Abstract Prostate cancer is the most common malignancy in men worldwide and its incidence is steadily rising. Treatment options for early-stage prostate cancer include radical prostatectomy, prostate irradiation, or active surveillance. Systemic anti-androgen hormonal therapy is offered to high-risk patients in combination with radiation therapy

and in men with advanced or metastatic prostate cancer. Promising data from the ENACT trial has suggested that hormonal therapy with a second-generation anti-androgen, enzalutamide, may benefit men on active surveillance. Daily oral enzalutamide for one year reduced the rate of prostate cancer progression but came at

the cost of considerable systemic side effects. Thus, there is an unmet need as well as an opportunity to define novel therapeutic strategies for early-stage prostate cancer. We propose to address this unmet need by developing polymer-based drug loaded seed implants. These seed will be surgically placed into the prostate with

the goal to provide sustained anti-androgen therapy while minimizing systemic side effects. In extensive preclinical testing and clinical proof of principle studies, we have shown that we can deliver short- term therapeutic doses of bicalutamide pre-prostatectomy and in combination with radiation therapy. Leveraging

our prior experience, we therefore propose to develop a long-term drug delivering seed implant containing a second-generation anti-androgen for men with early-stage prostate cancer on active surveillance. The optimal seed implant would deliver therapeutic drug levels selectively to the prostate gland for at least two years and will

be inserted via a minimally invasive surgery performed in a community practice setting. In two aims we propose in Aim 1 to develop an optimized lead implant formulation of each of the three approved 2nd-generation antiandrogens (enzalutamide, apalutamide and darolutamide) and in Aim 2 to evaluate these

seed implants in a short-term feasibility in vivo rat study (Aim 2a) and a long-term in vivo rat study to determine the pharmacokinetic and pharmacodynamic profile of seed implant formulations (Aim 2b) when deployed into the rat prostate.
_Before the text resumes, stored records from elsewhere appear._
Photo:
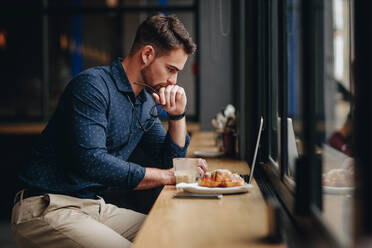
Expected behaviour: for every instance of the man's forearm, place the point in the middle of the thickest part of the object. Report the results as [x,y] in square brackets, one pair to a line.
[156,177]
[177,130]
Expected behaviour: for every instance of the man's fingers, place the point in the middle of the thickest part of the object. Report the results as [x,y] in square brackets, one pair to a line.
[167,95]
[173,93]
[156,98]
[162,96]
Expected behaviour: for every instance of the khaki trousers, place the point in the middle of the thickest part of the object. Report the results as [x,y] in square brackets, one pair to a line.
[62,221]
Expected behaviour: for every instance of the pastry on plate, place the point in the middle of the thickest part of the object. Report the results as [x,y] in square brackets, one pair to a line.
[220,178]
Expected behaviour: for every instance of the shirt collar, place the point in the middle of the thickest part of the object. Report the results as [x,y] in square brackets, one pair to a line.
[121,80]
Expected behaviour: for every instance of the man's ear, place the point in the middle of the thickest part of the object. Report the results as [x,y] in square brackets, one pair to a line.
[147,54]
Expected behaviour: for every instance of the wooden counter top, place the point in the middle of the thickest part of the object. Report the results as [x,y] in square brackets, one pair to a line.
[238,220]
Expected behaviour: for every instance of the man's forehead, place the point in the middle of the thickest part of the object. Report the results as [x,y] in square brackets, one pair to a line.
[176,59]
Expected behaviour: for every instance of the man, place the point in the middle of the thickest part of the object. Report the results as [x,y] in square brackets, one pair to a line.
[103,115]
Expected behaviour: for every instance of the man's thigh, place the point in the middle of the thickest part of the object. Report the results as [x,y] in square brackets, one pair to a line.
[67,228]
[126,222]
[61,221]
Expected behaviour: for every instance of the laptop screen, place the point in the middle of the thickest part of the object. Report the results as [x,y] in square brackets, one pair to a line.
[256,150]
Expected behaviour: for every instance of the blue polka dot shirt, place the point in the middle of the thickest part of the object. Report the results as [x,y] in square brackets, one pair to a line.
[86,145]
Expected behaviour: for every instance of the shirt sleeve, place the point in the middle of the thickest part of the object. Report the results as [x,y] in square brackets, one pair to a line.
[160,147]
[86,113]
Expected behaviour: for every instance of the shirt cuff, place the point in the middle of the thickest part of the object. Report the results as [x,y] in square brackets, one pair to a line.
[135,175]
[175,149]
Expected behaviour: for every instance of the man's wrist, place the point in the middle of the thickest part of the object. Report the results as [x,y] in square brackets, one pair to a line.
[169,177]
[177,117]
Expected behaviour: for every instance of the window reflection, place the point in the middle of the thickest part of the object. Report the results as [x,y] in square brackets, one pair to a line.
[294,123]
[336,150]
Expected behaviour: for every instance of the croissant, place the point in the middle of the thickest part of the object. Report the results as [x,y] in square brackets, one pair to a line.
[220,178]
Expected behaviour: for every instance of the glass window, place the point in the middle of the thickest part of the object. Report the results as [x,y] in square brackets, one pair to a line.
[20,63]
[273,80]
[338,163]
[294,123]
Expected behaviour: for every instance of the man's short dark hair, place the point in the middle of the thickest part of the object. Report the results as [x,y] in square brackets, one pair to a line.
[164,33]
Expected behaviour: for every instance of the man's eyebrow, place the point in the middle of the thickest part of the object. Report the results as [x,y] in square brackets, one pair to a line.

The first, short-term, 2-week study will include three cohorts of optimized lead seed implant

formulations containing enzalutamide, apalutamide and darolutamide and one control cohort with a bicalutamide implant to evaluate safety, feasibility, and short-term PK profiles in prostate, plasma, and other tissues. The long- term study with the same four cohorts will evaluate drug distribution across the prostate, anti-androgen tissue

effects, and residual drug content in recovered seed implants to estimate cumulative drug elution at 2, 4 and 6 months. All implants will be designed for easy surgical insertion. This data will allow the selection of the most promising seed implants to advance to further IND-enabling studies for Ph1 clinical trials in men with early-stage

prostate cancer and initiate collaborations with industry partners for clinical development and commercialization.